Ginsburg returns to high court after surgery

WASHINGTON -- A healthy-looking Justice Ruth Bader Ginsburg returned to the Supreme Court's mahogany bench Monday, less than three weeks after she had surgery for pancreatic cancer. She smiled big as she entered the courtroom, then asked characteristically tough questions in the morning cases.

Ginsburg, who will be 76 next month, underwent surgery Feb. 5, and her physicians have since reported that a 1-centimeter lesion that prompted the surgery was benign. A second, smaller lesion found during a search of her pancreas was malignant and removed.

A Feb. 13 court statement said all lymph nodes proved negative for cancer and no metastasis was found.

Disclosure of her illness, a typically aggressive type of cancer, raised questions about whether Ginsburg might soon step down. She survived colorectal cancer a decade ago.

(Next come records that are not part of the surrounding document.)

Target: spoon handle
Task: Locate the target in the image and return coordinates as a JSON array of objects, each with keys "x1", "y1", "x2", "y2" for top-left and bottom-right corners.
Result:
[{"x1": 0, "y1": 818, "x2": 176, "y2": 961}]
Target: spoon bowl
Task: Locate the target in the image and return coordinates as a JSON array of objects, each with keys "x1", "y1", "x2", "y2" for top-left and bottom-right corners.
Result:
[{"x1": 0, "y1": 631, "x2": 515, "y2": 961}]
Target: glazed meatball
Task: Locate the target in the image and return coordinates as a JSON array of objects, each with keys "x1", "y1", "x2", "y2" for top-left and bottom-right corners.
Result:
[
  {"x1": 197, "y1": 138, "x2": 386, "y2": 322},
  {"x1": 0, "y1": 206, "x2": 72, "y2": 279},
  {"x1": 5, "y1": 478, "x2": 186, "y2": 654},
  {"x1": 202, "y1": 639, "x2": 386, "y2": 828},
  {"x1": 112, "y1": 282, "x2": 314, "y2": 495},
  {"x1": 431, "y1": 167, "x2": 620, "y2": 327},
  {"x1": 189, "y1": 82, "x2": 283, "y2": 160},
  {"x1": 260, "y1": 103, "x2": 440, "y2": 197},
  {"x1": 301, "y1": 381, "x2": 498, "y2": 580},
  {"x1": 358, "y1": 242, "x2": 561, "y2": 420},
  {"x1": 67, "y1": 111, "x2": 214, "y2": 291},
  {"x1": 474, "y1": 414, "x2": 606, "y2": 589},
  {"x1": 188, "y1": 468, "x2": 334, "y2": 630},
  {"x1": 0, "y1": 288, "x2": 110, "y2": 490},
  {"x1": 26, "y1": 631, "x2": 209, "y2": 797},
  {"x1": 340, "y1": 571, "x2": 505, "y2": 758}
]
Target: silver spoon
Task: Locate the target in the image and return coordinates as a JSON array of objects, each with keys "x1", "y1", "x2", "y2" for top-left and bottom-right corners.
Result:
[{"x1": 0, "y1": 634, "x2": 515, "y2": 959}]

At a Republican dinner Saturday, U.S. Sen. Jim Bunning, R-Ky., spoke of his interest in the appointment of conservative judges and said Ginsburg likely would be dead from cancer within nine months, according to a report in The Courier-Journal, a Louisville newspaper.

On Monday, Bunning issued a statement of regret. "I apologize if my comments offended Justice Ginsburg. That certainly was not my intent. It is great to see her back … and I hope she recovers quickly."

Ginsburg, a 1993 appointee of President Clinton, had said before doctors discovered her pancreatic cancer that she did not expect to step down soon. Her appearance Monday could douse some of the new talk of a possible retirement.

As the court heard arguments in a clash between the U.S. government and the Navajo Nation over a coal lease, Ginsburg was a vigorous questioner. At one point, she introduced a bit of levity into the arcane case that turns partly on how a 2003 ruling in the Navajo lease dispute is construed.

Lawyer Carter Phillips, on behalf of the Navajo Nation, referred to a disputed reading of the prior case. Ginsburg, who had written the opinion, asked, "Do you think that was just carelessness on the court's part?"

"Oh, I would never assume that, Justice Ginsburg," Phillips said, and went on to try to defend an interpretation of the earlier ruling that would support his side.

Ginsburg smiled, and for all appearances, after her surgery and a week in the hospital, acted as if nothing much had happened while the court was in its usual February recess.

Separately Monday, the justices agreed to take up a dispute next term over an 8-foot Latin cross on federal land in the Mojave National Preserve.

A federal judge said the presence of the cross, erected by the Veterans of Foreign Wars in 1934, on U.S. land violates the constitutional separation of church and state.